John: Sometimes, a character in my fiction will say or do something totally of his or her own volition, as if he or she is realer than I am. I’m surprised when this happens, but I have to respect these people, watch what they do, and listen to what they say.
Morgen: Only sometimes? Isn’t it great when they do that, that’s my favourite bit. :) What advice would you give aspiring writers?
John: Enjoy the writing. People will try to tell you that writing is painful, long, hard, work, that ink is blood, that only an insane person would put himself through so much struggle. How ridiculous.
John: Writing is fun. If you don’t think writing is the most enjoyable thing to do, then perhaps you should take up playing the viola or gardening or golf or cooking or macramé. Also: develop the skin of a rhinoceros when it comes to rejection. Also: invest in a sizable waste-paper basket for rejection slips and first drafts.
Morgen: Or in my case red and blue display books, and shredder respectively. What do you like to read?
John: Well-crafted fiction. Stories by Alice Munro, Charles Baxter, or Jane Gardam. Novels by Louise Erdrich, Richard Bissell, John Darnton.
Morgen: I’d definitely agree with Alice Munro – I think I have everything she’s had published. I’m not familiar with the others. Are there any writing-related websites and / or books that you find useful and would recommend?
John: For some reason I have never read a how-to-write book, even though I teach creative writing.
Morgen: That’s OK. I have more of them than I’ve read (or should I say “dipped into”) but it’s the writing that gives you the practice. I think you have to find your own way, hand-held by the ‘experts’.
John: I believe the best instruction is a balanced diet of real life and good reading.

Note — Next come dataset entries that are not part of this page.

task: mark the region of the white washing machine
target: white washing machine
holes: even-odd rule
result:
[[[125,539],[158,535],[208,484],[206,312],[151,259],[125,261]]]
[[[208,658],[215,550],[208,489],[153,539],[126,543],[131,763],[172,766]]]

Curiously, though, I wrote (and self-published) a successful how-to-write book, Structure, Style and Truth: Elements of the Short Story.

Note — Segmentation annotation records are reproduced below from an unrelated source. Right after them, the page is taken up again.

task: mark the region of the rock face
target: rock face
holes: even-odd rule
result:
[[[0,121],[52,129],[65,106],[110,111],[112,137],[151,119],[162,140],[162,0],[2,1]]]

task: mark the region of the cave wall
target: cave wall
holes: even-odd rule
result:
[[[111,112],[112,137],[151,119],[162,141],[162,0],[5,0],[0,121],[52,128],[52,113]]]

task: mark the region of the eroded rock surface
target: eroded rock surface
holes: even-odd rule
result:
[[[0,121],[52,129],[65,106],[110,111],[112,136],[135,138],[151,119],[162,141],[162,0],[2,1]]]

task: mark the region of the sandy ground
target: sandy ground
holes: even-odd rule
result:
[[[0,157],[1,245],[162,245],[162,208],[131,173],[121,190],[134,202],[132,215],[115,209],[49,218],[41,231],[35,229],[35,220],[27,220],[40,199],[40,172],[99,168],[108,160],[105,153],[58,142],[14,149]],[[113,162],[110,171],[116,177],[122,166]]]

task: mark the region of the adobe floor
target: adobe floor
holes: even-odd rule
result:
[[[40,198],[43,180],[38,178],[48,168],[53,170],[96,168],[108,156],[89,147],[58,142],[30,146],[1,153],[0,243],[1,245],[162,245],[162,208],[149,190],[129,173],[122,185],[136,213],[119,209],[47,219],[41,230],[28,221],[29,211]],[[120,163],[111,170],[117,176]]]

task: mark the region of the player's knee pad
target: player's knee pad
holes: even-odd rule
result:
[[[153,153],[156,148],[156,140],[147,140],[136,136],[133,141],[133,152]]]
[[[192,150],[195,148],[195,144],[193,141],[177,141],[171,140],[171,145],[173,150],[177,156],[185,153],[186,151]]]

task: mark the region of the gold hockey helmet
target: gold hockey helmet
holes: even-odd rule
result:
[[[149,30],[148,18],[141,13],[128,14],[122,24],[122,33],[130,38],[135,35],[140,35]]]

Morgen: You mentioned earlier that you’re based in California, do you find this a help or hindrance with letting people know about your work?

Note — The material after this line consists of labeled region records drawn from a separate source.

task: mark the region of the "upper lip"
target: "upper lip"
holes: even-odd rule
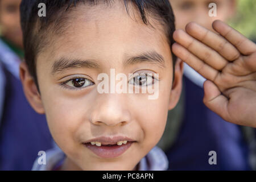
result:
[[[127,140],[127,142],[135,142],[134,140],[126,136],[117,136],[112,137],[100,136],[94,138],[84,142],[84,143],[90,143],[92,142],[101,142],[102,144],[115,144],[117,142],[124,140]]]

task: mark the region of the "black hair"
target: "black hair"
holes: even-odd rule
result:
[[[22,0],[20,5],[20,20],[23,36],[25,51],[24,59],[30,75],[32,76],[38,88],[36,71],[36,60],[39,52],[48,42],[47,34],[49,27],[55,31],[61,31],[61,27],[68,19],[68,12],[75,8],[78,3],[83,2],[90,5],[97,5],[100,2],[110,3],[118,0]],[[129,13],[127,3],[131,2],[140,13],[143,22],[150,24],[147,15],[156,18],[163,24],[170,49],[174,43],[172,34],[175,30],[173,11],[168,0],[119,0],[123,1]],[[46,7],[46,16],[39,17],[38,5],[43,3]],[[65,18],[63,18],[65,17]],[[59,27],[59,30],[57,30]],[[48,30],[48,31],[47,31]],[[174,68],[176,57],[172,53]]]

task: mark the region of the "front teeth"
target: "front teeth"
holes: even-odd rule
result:
[[[123,144],[126,144],[127,143],[127,140],[117,142],[117,145],[118,146],[121,146]]]
[[[94,144],[96,145],[96,146],[98,147],[100,147],[101,146],[101,142],[91,142],[90,144],[93,146],[94,146]]]
[[[117,142],[117,144],[118,146],[121,146],[123,144],[126,144],[127,142],[127,140],[124,140],[124,141],[118,141]],[[90,144],[93,146],[96,145],[96,146],[100,147],[101,146],[101,143],[98,142],[91,142]]]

John: I do, but I didn’t choose it for the sake of my writing career.
Morgen: Are you on any forums or networking sites? If so, how invaluable do you find them?
John: I’m on Facebook.
Morgen: Me too. :) Where can we find out about you and your work?
John: My home page is www.johnmdaniel.com. You’re also welcome to visit my blog: blog.johnmdaniel.com. Also, check out my author page at: amazon.johnmdaniel.com. I also invite people to contact me directly at email@example.com.
Morgen: What do you think the future holds for a writer?
John: I have a good deal of trouble keeping track of the present. That’s why I write about things that happened in the past. I’ll accept the future when it arrives, only because I have no choice in the matter.
Morgen: Is there anything else you’d like to mention?
John: Storytelling is arguably the oldest art form in human culture. Relish that. Style makes that art form your own. Style gives wings to your words. Style’s best trick: irony. Irony is like life.
Morgen: Indeed, sometimes too uncanny (or should that be canny). :) Thank you John. Would you like to finish off by providing an extract of your writing?
John: Here’s the opening paragraph from my new book, Behind the Redwood Door, published this month (November 2011):
Just as the sun was coming up on the morning of Friday, June 18, 1999, there was a break in the clouds, and Carol and I went out for a walk along the nature trail by the ocean, down the road from our house. The rising sun lit up the waves and brightened the snow-white egrets wading in the lagoon. The band-tail pigeons had come back to roost on the skeleton of their wind-whipped tree. And out there, over the ocean, we saw a pair of ospreys mating in the air, doing their circle dance for what seemed like ten minutes, then coming together high in the sky and clasping each other’s claws as they went into a downward spiral, breaking their bodies apart just before they hit the water, then flying up and away together, heading for the forest to the south. “God,” Carol said. “I want to do that!”
Morgen: If only. :)
John M. Daniel is the author of ten published books, including the Guy Mallon Mystery series. He lives in Humboldt County, California, with his wife, Susan. The Daniels own, and are owned, by a small-press publishing company.